Dr. Chakravarti and Dr. Jaiswal is a drug in the last 10 years while researching the abtesspt, which has played an important role in making Gaurvik’s transplant success.
Dr. Jaiswal said, “We have created special care protocols and innovations to ensure that even children with only partially matched donors can be cured.”
A low recognized health crisis
While the story of Gaurvik is inspiring, it also exposes the widespread crisis of Thalassemia in India.
Dr. According to Radheshham Naik, there were more than 10,000 children in India annually with the Head of Thalassemia, a bone marrow transplant doctor at Samaprada Hospital in Bengaluru.
“This is a prevention and manageable situation. Yet due to awareness and lack of timely intervention, we look at the high rates of sickness and premature deaths, especially in rural and semi-urban areas,” Dr. Naik said.
Bone marrow transplant is the only therapeutic option. However, many patients undergo late treatment, when complications have already been advanced.
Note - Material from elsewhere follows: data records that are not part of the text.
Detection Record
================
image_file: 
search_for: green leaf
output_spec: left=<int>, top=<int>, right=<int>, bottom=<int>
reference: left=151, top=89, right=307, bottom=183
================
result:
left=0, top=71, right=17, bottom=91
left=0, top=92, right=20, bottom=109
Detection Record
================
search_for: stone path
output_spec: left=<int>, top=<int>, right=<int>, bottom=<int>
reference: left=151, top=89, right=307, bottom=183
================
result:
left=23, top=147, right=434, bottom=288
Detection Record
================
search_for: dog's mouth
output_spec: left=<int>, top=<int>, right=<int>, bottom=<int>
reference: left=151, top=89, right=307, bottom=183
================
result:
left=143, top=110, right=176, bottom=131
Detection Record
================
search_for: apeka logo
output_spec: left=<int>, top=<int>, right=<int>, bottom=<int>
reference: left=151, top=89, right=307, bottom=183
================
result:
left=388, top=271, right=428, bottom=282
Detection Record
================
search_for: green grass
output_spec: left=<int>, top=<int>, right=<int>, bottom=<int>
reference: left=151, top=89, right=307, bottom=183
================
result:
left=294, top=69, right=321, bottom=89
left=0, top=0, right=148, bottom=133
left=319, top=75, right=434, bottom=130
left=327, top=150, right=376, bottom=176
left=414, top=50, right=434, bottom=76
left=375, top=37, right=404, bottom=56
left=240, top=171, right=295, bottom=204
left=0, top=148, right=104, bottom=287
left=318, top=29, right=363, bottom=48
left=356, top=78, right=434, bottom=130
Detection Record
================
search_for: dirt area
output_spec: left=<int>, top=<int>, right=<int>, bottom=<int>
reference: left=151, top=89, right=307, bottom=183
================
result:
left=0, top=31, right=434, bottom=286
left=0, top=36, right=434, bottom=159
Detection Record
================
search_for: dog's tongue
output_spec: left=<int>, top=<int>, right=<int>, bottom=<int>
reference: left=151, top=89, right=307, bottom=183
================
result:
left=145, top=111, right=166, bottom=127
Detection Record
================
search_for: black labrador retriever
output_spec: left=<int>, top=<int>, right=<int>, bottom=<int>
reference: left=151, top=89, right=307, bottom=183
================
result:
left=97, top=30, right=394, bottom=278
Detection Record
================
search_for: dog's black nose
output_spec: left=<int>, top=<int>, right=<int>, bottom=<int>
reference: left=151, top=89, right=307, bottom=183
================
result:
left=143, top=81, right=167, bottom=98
Dr. Naik warned, “delaying a transplantation involves chronic anemia, limb dysfunction and even death, which affects the heart and liver due to iron surcharge,” Dr. Naik warned.
Prevention is possible
While advanced treatment options such as innocent transplants are important, doctors emphasize the importance of prevention and early detection to reduce the burden of the disease.
Dr. Naik said, “Preventive screening is a lifestyle strategy. Identifying the carrier of Thalassemia genes can prevent the disease from passing the next generation.”
Career screening is a simple blood test that can identify whether a person borres Thalassemia characteristic. If two carriers get married, 25% is likely to have their child’s thalassemia prominent. If the screening is done before the wedding or during pregnancy, families may receive genetic counseling and make sure decisions according to experts.
Limited access and awareness
Despite the progression, the accessory treatment of remedial remedies such as bone marrow transplant is limited due to lack of awareness.
“Haploidical BMT is one of the most complex medical procedures. In India, the availability and expertise is growing in major centers, access to all families that do not match a full HLA, still interrupted by factors such as cost, awareness and regional inequalities,” Dr. Jaiswell outlined.
The story of Gaurvik not only provides a glimpse of medical possibility, but also reminds of timely intervention, awareness and preventive health strategies.